Right, now I get it!


----------



## Texan Eagle (Nov 4, 2012)

rrdude said:


> lthanlon said:
> 
> 
> > The Onion offers a unique perspective...
> ...


Only to be topped by this one-

Obama Replaces Costly High Speed Rail Plan with High Speed Bus Plan [Video]

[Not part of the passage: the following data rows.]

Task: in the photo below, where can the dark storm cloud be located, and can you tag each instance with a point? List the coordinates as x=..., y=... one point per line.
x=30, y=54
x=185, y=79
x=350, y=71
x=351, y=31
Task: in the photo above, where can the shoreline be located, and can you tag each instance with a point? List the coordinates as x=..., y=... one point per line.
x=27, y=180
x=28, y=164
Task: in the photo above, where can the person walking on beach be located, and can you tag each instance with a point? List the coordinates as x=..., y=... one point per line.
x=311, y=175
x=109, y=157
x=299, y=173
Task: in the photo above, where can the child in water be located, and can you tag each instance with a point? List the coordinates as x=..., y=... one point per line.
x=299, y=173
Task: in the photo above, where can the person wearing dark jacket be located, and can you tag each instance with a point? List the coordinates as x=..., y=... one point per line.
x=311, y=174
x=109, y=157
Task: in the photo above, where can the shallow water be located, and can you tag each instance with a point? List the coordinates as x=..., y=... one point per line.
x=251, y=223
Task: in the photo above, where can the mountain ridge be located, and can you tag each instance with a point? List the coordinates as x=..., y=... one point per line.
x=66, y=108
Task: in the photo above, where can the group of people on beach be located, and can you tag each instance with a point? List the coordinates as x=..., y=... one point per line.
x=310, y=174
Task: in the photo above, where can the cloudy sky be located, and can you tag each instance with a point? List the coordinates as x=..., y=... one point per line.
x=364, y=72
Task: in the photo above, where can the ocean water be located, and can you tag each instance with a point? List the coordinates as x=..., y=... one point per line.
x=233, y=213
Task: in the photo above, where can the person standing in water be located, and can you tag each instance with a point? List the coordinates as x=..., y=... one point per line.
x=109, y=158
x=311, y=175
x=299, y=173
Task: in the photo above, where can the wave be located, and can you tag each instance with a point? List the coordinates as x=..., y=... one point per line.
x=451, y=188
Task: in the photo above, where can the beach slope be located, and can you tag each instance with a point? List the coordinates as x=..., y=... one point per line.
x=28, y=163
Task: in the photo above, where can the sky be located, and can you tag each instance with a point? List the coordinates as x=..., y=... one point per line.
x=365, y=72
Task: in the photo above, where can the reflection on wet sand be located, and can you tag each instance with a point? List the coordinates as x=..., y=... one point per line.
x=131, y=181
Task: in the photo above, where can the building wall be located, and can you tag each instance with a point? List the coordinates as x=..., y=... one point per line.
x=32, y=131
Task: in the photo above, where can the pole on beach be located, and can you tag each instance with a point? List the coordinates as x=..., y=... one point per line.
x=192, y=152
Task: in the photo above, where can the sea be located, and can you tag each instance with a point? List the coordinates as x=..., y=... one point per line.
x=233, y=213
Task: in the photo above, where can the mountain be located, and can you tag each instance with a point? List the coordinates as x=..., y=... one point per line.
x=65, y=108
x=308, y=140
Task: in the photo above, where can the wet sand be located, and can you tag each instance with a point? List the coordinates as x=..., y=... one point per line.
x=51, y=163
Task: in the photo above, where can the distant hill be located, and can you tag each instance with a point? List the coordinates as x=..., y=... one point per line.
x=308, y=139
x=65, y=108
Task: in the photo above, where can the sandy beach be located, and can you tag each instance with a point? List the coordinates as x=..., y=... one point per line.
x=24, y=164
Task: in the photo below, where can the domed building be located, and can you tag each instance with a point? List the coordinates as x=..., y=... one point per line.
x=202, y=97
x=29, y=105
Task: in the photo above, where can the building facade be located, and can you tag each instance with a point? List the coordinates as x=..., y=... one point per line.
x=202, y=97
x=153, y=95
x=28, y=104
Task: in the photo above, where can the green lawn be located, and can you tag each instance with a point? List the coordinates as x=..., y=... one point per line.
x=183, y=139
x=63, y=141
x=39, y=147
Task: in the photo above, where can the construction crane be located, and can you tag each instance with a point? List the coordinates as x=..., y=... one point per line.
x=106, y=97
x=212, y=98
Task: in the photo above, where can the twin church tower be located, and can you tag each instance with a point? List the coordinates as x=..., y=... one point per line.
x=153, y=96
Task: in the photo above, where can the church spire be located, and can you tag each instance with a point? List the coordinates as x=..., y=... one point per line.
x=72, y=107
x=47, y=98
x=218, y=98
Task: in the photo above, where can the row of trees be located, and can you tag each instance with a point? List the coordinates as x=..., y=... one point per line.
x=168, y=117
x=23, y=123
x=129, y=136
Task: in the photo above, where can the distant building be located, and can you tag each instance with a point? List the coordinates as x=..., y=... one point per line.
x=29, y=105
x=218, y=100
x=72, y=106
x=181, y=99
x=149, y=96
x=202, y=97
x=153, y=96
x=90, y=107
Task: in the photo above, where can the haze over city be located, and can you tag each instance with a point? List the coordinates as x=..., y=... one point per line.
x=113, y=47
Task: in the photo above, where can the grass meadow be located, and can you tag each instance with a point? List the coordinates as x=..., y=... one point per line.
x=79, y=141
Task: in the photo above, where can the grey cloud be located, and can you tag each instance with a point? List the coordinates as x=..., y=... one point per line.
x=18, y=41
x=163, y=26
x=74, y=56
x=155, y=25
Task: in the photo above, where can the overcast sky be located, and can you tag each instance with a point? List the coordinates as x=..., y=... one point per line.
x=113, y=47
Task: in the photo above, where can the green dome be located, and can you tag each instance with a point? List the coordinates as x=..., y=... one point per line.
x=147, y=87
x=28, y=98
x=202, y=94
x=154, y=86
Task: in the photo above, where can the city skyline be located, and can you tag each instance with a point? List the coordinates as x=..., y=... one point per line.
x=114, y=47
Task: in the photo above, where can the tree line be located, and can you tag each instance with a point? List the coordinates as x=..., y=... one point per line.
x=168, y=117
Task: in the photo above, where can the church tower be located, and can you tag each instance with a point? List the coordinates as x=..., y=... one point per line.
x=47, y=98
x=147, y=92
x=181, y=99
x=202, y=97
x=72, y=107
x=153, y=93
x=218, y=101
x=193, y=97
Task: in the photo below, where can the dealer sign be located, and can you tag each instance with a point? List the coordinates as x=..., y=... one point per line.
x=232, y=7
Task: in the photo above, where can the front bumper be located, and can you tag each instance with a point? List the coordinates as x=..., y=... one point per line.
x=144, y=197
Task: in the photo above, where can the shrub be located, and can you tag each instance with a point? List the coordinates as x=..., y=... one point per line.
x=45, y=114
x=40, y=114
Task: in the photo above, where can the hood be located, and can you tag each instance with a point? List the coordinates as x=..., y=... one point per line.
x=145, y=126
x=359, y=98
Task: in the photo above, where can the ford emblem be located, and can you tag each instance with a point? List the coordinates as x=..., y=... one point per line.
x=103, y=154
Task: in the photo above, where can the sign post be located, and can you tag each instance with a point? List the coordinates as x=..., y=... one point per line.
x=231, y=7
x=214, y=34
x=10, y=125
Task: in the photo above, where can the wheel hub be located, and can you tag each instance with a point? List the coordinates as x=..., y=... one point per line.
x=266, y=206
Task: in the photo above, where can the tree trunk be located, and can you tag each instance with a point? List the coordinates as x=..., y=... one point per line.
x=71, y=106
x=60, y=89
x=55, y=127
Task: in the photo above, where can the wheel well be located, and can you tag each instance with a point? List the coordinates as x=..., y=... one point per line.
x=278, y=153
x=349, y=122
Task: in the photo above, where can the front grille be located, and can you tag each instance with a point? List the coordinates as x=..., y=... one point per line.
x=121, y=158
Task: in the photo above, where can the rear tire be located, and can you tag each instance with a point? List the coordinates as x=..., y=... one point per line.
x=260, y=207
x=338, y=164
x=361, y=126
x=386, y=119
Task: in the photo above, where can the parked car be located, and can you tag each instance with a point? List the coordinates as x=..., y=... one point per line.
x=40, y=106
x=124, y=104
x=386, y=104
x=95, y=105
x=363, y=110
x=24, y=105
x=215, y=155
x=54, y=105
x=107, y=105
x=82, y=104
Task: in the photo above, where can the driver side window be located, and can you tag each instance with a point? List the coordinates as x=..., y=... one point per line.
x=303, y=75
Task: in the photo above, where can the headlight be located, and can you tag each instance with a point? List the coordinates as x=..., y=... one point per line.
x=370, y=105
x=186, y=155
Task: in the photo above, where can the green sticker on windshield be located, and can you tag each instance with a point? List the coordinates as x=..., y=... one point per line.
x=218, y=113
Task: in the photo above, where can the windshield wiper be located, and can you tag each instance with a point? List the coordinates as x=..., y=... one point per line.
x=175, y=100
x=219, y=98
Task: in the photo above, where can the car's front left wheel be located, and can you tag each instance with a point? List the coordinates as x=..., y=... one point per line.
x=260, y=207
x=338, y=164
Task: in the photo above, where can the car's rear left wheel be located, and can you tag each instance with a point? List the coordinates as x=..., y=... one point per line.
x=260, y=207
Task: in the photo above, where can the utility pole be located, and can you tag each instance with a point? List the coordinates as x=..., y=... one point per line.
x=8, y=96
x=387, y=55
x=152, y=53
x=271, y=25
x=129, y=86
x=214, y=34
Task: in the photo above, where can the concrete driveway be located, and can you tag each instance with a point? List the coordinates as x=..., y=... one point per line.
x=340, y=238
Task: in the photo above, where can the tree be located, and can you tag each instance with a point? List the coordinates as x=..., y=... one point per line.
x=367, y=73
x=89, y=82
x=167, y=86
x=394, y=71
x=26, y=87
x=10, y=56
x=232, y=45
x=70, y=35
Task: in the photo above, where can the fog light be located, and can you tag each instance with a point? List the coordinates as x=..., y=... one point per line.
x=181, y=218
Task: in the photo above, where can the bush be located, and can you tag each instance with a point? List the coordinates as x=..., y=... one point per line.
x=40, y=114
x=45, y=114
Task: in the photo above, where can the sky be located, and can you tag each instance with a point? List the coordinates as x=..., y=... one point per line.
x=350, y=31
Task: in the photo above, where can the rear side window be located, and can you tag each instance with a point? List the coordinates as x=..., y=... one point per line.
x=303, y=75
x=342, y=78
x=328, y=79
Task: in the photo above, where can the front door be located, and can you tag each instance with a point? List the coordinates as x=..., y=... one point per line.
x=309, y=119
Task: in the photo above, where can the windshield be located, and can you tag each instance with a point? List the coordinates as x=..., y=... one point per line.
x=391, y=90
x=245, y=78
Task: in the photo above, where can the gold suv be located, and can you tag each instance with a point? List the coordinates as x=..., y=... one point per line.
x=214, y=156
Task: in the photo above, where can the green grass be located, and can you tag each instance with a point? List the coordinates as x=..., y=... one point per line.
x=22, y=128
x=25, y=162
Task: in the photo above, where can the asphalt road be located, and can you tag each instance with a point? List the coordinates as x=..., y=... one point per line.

I particularly liked the animations.


----------



## lthanlon (Nov 4, 2012)

Texan Eagle said:


> Only to be topped by this one-
> 
> Obama Replaces Costly High Speed Rail Plan with High Speed Bus Plan [Video]
> 
> I particularly liked the animations.


I liked the "business class" section that consists of pen-and-pencil-holding paper cups taped to the seatbacks.


----------



## Swadian Hardcore (Nov 4, 2012)

Texan Eagle said:


> rrdude said:
> 
> 
> > lthanlon said:
> ...


Oh, no-no, you ain't fooling me with onions this time! Though decicated intercity busways may not be a bad idea.


----------



## jebr (Nov 4, 2012)

Swadian Hardcore said:


> Texan Eagle said:
> 
> 
> > rrdude said:
> ...


Outside of the NE, don't the interstates serve the job well enough? In an intercity environment, there's typically nothing slowing down a bus from going at least 65mph, which is better than the effective speed of trains, even excluding stops.


----------



## Trogdor (Nov 5, 2012)

Swadian Hardcore said:


> Oh, no-no, you ain't fooling me with onions this time! Though decicated intercity busways may not be a bad idea.


Would you believe it if they were radishes?


----------



## Swadian Hardcore (Nov 5, 2012)

Trogdor said:


> Swadian Hardcore said:
> 
> 
> > Oh, no-no, you ain't fooling me with onions this time! Though decicated intercity busways may not be a bad idea.
> ...


God, no!


----------